Thursday November 19, 2009 - 09:38:00 AM

The business of journalism is dying. But the need for journalists is not. 

It is that dilemma that gave birth to the UC Washington Center’s California News Service. 

Washington bureaus are rapidly closing, at a time when landmark legislation on health and energy are moving through Congress, a new president is completing his first year, the military is fighting two wars and the nation is emerging from its worst recession in nearly a century. 

The California News Service employs UC students, who are participating in the university’s Washington semester, to write Washington news for local California news outlets. Roughly 220 UC students from nine campuses are in Washington each term working as interns for members of Congress, the White House, think tanks, media outlets and other agencies, as they take classes as part of the UCDC program. 

The idea behind the California News Service is to fill the vacuum created by the diminished ranks of Washington reporters, while providing experience to aspiring journalists. 

“Three years ago the San Francisco Chronicle had five people in Washington. Today there is one,’’ said Marc Sandalow, the Chronicle’s former Washington bureau chief, who was laid off in 2007. “It may be an economic necessity, but sadly it doesn’t mean there is only one fifth as much to write about.’’ 
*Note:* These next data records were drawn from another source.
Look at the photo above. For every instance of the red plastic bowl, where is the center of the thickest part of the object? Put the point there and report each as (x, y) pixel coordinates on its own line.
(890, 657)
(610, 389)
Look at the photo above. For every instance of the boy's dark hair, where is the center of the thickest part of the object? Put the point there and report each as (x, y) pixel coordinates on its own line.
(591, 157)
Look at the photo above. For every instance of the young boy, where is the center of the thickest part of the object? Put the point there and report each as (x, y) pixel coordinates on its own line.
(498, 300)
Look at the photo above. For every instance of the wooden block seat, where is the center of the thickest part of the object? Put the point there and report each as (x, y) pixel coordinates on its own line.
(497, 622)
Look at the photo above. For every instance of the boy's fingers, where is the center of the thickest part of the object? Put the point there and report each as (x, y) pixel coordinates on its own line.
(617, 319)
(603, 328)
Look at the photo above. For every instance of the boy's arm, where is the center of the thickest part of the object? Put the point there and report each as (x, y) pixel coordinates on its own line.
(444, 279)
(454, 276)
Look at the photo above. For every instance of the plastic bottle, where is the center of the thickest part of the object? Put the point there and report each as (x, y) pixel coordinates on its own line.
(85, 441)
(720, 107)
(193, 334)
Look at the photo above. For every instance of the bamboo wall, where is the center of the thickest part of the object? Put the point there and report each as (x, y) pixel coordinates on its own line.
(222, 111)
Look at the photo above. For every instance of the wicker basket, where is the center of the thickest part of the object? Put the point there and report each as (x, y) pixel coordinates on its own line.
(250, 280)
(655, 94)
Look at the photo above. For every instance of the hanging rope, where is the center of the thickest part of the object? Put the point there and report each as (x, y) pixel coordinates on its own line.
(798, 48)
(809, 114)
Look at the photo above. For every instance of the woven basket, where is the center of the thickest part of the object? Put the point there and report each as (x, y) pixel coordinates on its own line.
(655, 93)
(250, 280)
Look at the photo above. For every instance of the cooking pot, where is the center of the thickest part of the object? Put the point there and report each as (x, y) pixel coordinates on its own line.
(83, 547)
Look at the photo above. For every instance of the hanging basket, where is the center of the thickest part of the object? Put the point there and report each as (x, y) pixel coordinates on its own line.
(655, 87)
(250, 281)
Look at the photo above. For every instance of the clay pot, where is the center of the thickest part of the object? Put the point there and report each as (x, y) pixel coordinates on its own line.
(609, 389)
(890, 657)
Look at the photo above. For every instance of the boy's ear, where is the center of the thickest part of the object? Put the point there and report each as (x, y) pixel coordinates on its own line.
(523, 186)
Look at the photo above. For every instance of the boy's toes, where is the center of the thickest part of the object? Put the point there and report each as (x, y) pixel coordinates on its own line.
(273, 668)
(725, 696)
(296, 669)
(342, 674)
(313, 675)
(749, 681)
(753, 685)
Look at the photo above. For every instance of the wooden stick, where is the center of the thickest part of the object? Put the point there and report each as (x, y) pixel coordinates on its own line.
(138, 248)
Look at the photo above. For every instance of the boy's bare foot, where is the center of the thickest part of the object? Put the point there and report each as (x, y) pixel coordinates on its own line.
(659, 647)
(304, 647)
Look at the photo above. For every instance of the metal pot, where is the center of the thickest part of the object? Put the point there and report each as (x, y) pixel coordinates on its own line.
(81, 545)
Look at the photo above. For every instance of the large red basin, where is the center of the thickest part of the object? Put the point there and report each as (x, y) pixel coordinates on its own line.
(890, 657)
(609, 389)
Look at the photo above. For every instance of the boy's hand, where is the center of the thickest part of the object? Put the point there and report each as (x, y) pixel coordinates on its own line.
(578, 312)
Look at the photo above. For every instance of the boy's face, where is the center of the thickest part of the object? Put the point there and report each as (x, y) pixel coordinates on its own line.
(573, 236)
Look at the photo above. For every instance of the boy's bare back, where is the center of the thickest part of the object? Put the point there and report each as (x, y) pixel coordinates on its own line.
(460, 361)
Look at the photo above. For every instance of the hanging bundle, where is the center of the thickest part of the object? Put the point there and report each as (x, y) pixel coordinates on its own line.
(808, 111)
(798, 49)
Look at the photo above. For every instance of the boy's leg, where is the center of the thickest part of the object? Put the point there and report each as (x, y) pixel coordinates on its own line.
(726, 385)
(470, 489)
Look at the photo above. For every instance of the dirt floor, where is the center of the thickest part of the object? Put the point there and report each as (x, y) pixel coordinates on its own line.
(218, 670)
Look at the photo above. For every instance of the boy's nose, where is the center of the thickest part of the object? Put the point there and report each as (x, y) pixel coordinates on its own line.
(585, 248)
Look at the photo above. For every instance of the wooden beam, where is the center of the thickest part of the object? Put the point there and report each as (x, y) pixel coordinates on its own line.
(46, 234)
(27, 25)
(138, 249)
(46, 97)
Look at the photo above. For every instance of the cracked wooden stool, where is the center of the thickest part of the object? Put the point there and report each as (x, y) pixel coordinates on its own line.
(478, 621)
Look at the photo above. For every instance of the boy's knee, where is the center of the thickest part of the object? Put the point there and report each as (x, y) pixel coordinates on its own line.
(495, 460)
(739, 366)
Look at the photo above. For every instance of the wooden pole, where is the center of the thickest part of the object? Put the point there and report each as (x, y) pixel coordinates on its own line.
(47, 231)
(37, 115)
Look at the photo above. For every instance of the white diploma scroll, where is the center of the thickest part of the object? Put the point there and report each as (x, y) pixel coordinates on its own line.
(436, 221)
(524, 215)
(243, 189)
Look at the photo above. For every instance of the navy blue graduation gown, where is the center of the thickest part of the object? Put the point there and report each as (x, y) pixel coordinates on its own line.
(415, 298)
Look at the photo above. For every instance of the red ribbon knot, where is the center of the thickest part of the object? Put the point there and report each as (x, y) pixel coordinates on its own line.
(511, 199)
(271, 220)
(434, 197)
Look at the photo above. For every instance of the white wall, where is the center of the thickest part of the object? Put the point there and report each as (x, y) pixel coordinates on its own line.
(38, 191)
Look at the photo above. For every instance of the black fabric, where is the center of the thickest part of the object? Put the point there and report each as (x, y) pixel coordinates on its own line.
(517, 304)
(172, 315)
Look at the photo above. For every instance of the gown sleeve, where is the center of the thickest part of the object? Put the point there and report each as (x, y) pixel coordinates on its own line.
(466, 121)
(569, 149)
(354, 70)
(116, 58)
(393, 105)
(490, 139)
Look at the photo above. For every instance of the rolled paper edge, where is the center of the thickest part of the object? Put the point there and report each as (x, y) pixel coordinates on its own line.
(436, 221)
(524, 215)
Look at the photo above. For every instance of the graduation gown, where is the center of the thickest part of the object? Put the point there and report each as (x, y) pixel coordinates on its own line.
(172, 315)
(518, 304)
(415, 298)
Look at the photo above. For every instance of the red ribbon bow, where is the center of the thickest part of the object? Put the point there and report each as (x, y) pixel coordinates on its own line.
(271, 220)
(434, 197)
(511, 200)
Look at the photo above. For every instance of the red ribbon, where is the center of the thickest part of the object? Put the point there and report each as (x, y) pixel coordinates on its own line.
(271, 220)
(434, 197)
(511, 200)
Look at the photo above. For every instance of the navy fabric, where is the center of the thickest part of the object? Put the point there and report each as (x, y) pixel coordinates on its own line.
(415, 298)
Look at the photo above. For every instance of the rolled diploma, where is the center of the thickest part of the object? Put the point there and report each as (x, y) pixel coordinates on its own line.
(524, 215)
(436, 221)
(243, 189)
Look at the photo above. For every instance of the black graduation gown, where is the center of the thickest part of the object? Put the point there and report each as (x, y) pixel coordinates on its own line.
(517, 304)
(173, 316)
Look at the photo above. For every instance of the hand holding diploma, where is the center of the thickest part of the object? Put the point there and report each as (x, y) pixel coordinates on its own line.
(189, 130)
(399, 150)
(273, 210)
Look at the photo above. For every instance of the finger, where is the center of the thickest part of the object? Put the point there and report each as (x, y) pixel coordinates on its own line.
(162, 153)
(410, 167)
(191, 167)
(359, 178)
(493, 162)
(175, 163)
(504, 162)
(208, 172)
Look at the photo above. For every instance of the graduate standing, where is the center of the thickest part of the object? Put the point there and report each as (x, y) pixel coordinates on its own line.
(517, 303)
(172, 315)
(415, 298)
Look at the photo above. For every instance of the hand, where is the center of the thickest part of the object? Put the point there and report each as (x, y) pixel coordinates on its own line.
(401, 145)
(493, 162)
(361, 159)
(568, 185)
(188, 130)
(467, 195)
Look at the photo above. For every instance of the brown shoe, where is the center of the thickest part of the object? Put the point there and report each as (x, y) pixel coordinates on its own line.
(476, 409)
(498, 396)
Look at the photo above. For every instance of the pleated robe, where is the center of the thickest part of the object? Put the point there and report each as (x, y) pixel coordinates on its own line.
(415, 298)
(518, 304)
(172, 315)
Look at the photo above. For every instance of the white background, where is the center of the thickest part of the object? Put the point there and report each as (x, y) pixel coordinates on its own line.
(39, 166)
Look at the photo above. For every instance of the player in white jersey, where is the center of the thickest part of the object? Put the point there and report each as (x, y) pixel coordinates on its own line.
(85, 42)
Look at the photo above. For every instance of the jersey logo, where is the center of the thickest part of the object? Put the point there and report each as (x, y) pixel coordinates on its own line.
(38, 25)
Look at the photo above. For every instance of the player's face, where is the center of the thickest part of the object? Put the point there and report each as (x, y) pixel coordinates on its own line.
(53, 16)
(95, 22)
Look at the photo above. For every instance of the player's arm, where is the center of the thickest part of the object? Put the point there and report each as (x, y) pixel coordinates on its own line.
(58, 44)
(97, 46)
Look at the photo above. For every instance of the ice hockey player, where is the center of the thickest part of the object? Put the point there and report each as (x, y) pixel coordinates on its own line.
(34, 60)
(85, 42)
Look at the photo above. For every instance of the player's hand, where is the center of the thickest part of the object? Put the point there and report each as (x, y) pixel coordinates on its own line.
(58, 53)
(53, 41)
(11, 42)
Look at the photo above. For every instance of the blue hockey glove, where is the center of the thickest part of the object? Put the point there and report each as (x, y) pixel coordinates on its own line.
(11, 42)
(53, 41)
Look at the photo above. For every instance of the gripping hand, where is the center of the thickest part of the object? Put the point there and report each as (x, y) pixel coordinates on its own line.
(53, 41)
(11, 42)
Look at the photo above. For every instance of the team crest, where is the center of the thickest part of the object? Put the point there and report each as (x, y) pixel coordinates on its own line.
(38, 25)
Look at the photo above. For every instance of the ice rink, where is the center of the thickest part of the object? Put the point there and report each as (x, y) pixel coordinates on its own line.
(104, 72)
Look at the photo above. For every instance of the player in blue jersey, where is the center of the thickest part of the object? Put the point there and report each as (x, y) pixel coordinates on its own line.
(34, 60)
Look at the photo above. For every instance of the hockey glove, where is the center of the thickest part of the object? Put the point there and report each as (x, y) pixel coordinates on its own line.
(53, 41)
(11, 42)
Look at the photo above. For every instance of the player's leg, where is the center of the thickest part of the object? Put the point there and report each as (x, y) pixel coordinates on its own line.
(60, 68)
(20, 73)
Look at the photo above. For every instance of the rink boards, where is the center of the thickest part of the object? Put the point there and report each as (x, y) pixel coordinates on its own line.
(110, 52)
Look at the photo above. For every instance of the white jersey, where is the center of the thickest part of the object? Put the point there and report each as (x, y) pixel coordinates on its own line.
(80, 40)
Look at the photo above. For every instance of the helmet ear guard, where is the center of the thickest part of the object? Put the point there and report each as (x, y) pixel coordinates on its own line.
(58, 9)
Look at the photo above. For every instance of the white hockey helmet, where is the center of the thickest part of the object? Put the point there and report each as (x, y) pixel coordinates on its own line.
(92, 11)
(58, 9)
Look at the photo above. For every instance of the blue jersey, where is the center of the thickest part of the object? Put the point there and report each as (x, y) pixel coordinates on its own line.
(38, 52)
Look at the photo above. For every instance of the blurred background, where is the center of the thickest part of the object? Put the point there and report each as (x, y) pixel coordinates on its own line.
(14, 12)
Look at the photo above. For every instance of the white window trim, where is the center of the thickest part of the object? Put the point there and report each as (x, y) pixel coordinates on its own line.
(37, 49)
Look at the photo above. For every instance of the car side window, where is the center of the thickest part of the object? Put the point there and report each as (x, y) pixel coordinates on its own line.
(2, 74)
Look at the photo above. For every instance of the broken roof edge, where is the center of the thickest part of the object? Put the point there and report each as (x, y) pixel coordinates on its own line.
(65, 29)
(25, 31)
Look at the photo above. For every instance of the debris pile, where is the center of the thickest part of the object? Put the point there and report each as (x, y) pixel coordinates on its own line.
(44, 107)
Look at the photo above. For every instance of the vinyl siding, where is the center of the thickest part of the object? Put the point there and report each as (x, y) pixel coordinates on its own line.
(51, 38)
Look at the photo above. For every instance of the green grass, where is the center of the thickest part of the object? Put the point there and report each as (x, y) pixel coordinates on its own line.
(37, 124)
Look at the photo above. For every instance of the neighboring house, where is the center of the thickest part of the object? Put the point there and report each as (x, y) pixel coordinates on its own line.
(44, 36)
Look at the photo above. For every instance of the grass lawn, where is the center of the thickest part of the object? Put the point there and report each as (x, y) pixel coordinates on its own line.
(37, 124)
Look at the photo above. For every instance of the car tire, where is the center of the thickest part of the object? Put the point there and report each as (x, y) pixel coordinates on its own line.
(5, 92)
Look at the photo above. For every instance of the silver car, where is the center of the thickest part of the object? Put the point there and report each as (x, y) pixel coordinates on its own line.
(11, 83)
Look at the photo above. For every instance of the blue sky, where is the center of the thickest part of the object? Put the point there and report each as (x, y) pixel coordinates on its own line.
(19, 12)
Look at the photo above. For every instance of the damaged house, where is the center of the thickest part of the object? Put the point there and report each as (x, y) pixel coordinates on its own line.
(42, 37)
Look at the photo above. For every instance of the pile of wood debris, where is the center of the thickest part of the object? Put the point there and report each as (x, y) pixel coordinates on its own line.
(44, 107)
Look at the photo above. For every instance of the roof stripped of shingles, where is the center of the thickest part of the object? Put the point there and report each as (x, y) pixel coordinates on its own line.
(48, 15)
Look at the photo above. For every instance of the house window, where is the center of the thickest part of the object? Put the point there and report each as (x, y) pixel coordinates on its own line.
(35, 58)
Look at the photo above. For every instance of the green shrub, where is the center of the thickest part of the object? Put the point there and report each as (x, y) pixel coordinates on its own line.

So Sandalow, who spent 21 years at the Chronicle and now teaches at UC’s Washington Center, teamed up with Susan Rasky, a former Congressional Correspondent for the New York Times and now a professor at UC Berkeley’s Graduate School of Journalism, to develop the news service. 

The California News Service operates out of the UCDC building six blocks north of the White House and has placed stories in papers up and down the state on topics ranging from health care and immigration to politics and the stimulus bill. 

The Daily Planet is publishing a story today about Jeffrey Bleich, an East Bay attorney and old friend of President Obama’s, who will be sworn in Friday as the U.S. Ambassador to Australia.